With more than 32k option traders in our program now, I can tell you honestly that I've seen just as many 7-figure IRA accounts as I have 7-figure margin accounts in the last eight years. Many new traders think that trading options in an IRA account limit your ability to make money and generate income. They hear stories about all the "restrictions" brokers place on new accounts that prevent you from making high probability trades and quit before actually learning how to work within the system.
But does trading in an IRA account vs. a traditional margin make or break successful traders? Given all of the favorable tax advantages that an IRA account has, it'd be rash to write them off as you start or continue your career trading options. Yet, that's what most traders do. They blindly assume that margin accounts offer the best opportunity to make money. And although brokers restrict certain activities by law, the reality is that using your IRA account for options trading can be incredibly beneficial.
Key Points from Today's Show:
- The ability to trade in your IRA is really great and gives you a lot of leverage in the future to grow your account — do trade a little bit differently than regular margin accounts.
- IRA accounts are tax deferred for capital gains and dividends, but have restrictions on how much money you can make and how much you can put into your IRA account.
- Everything that you can do in a margin account, you can do as a risk-defined counterpart in an IRA account — convert strategies into their risk-defined counterparts so that they are permitted.
- You cannot borrow or trade on margin with your IRA account, however you can do these trades on a cash-secured bases in some cases.
- When trading in an IRA account, everything has to be risk-defined or cash secured, so you can go above that limit if needed, compensating for the fact that you can't do any naked strategies.
- One of the major restrictions in an IRA account is that you cannot short sell stock, but can trade ETFs that are double or ultra-short other securities — can have short exposure through these inverse ETs.

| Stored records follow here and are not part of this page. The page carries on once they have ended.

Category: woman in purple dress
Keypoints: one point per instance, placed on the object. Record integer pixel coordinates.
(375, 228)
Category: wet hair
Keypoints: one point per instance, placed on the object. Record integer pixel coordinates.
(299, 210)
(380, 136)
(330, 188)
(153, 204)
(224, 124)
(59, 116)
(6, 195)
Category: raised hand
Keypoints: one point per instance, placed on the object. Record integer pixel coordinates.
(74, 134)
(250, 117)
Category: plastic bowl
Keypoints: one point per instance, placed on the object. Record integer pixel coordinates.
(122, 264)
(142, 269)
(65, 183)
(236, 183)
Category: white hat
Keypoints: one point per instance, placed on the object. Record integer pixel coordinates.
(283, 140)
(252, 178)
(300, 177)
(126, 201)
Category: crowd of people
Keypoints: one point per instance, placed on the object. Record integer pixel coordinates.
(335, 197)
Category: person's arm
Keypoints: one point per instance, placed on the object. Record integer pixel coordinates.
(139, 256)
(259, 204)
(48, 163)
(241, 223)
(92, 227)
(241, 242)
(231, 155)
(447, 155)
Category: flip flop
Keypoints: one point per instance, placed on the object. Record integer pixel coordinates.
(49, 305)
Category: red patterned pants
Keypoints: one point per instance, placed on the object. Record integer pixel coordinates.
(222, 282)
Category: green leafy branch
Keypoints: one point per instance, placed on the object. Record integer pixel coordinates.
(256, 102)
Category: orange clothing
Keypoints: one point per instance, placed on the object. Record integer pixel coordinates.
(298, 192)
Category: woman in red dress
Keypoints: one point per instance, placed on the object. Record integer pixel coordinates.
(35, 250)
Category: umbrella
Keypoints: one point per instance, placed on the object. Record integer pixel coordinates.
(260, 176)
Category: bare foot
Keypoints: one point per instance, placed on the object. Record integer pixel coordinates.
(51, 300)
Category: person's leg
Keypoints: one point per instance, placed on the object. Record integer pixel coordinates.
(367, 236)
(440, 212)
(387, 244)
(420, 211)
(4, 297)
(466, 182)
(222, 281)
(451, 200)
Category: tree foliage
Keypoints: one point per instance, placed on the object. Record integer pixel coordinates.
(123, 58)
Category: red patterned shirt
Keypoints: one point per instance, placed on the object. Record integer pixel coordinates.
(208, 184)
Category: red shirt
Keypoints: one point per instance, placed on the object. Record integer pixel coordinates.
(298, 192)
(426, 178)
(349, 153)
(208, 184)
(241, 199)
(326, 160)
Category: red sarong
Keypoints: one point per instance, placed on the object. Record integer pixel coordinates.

- When selling naked options you need to ensure that they are secured by cash or underlying stock and equity — the higher the stock price, the more cash required.
- You have the ability to open up multiple IRAs for yourself and your family — may be intricate to manage, but the benefits outweigh alternative investments.
TOP 7 IRA Account Tips:
1. Leverage your IRA accounts as much as possible
- Contribute as much money as possible every single year, funding it in chunks and intervals throughout your life.
2. Be aware of your specific broker restrictions
- Some brokers have hard restrictions of what you can and cannot trade in your IRA account, which prevents a lot of short sales, use of margin, naked puts and calls, etcetera.
- For example, Etrade and optionsXpress, or Fidelity do not allow you to trade futures in your IRA account. Interactive Brokers and TD Ameritrade have limited ability to trade futures and options. optionsXpress does not allow calendar spreads on cash-settled indexes. Schwab does not allow any options spreads at all. Think or Swim have different approval levels and level processes that you have to go through to get approval to trade different strategies [Episode 48].
3. Use a little more capital with your IRA accounts
- Should allocate up to 50-60% of equity in your account in trading, if possible, and leave 40-50% in cash, in case the market goes crazy and margin expands.
- 25-30% of your account held in cash at all times is a good starting point for where you should be — can trade more with an IRA account.
- For example, if you were to trade a naked strangle or straddle in a margin account, you would take in a higher premium and hold more of your money in cash/margin to cover that trade. In an IRA account you can convert a strangle or straddle into an iron butterfly or iron condor, making it risk-defined allowing you to trade some more contracts.
4. Trade Inverse ETFs when you can't short stock
- Want to be careful that you understand how they work and how they are priced — there is a bit of negative drag that happens with ETFS [Episode 27: Negative Drag].
- For example, TBT is an inverse bond ETF, so when bond prices go down, TBT prices go up.
5. Can sell naked options, as long as they're cash secured
- A covered call [Episode 53] — demonstrates how you can beat the market just doing covered calls, and you can do those in your IRA account as long as it is secured by the underlying shares that you own.
- Can also do a naked put option without any shares at all, as long as you're securing that put option in cash. Meaning, if you sell a naked put option for a stock at a $15 strike, that assumes that you're going to be able to buy that stock, 100 shares at $15. So you've got to have $1,500 in cash to secure that position.
6. Open multiple IRAs
- Open spousal IRA, business IRA/SEP-IRA, an IRA for your children, and get options trading approval levels for all of those.
7. Convert all strategies into their risk-defined counterpart
- Can take a strangle and convert it into an iron condor, can take a straddle and convert it into an iron butterfly, can take a short naked call/put and convert it into a credit spread.